But yet, the self-belief stayed intact.

At Norfolk State, Daniels was balancing basketball, classes, and an internship when it was suggested that she try out for a NASCAR pit crew development program coming to campus. Daniels did not grow up around the sport. She did not know much about pit crews. NASCAR was not some childhood dream waiting to be realized.

She went anyway.

Brehanna Danies suits up before the race.
Brehanna Daniels suits up, pre-race. Image: provided by NASCAR

That, too, feels essential to who Daniels is. With the courage and confidence of a modern gladiator, she has a habit of walking out of the tunnel toward challenges before she has full familiarity with them, trusting that she can figure it out once she gets there.

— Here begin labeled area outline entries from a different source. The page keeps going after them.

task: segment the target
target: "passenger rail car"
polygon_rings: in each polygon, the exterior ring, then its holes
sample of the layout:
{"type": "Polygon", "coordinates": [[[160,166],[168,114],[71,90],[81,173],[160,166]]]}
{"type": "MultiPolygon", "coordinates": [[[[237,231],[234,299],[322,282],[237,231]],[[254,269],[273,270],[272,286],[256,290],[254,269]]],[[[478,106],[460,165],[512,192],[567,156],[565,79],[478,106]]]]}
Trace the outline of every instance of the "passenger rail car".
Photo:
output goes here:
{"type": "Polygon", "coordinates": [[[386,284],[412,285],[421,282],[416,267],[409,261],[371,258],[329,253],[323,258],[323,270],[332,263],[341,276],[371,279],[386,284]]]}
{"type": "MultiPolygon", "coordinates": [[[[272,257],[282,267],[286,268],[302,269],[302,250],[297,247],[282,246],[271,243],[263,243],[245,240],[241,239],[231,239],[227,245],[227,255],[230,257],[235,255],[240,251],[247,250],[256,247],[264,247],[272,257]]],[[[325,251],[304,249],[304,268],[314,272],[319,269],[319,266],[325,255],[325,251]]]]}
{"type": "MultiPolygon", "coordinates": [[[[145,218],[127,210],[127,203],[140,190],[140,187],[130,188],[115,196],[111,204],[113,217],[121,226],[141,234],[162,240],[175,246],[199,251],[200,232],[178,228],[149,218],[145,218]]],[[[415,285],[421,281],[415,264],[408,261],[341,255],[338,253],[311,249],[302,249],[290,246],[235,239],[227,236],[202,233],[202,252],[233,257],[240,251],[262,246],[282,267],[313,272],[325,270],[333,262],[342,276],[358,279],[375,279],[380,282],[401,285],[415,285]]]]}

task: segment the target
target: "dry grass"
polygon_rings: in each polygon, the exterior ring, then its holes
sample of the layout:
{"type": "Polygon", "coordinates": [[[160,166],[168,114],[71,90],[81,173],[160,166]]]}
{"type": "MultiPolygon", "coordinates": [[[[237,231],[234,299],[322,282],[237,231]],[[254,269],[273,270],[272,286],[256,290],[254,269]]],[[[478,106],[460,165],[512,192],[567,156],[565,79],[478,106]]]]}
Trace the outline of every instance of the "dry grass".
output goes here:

When Daniels arrived at her first tryout in 2016, Phil Horton, now the pit crew coach for the Drive for Diversity Crew Member Development program, noticed her immediately. “She was raw,” he said, “but also confident and composed in a way that stood out on day one.” Horton saw the athleticism, of course, but also the qualities that matter more over time — consistency and the ability to perform under pressure.

Her background as a point guard probably helps explain why. A position that thrives in chaos. Used to quick decisions, shifting angles, and the demand to stay poised when the pace turned frantic. The mechanics were different, but the mentality translates.

When it came to her first race day, Daniels remembers walking into the track dressed in all black, fully aware that she did not look like what many people expected to see there. In the bathroom, while pulling on her fire suit, a woman stopped doing her makeup and asked if she was a driver. Daniels told her she was a tire changer. The woman hugged her and thanked her for being in the sport. Both of them nearly cried.

Then the day got harder. Her tire carrier did not show up. For a newcomer, it could have been the kind of moment that rattles everything loose.

Instead, Daniels locked in.

No panic. No unraveling. Just her training replaying in her head, the rhythm of the work, and the certainty that she could handle more than what had been planned. Just like life had already proven. “I finished my side before the front was even done,” she said with a knowing smile.

NASCAR Sprint Cup Series Coca-Cola 600 - Practice
NASCAR Drive for Diversity Pit Crew National Combinee participant Brehanna Daniels (2016). Image: Blaine Ohigashi/Getty Images

That has been the pattern of her career.

Yes, we could revel in the sentiment that Daniel’s made history. Yes, her visibility matters. But what feels most compelling about her story is not simply that she was the first. It is the disposition of her character that made her capable of making history to begin with. The confidence to say no when something falls beneath her. The discipline to back that confidence up. The calm to keep moving when others might fold.

Some athletes spend years waiting for the world to tell them who they are. Daniels never seems to have needed that.

NASCAR just gave her another place to prove it.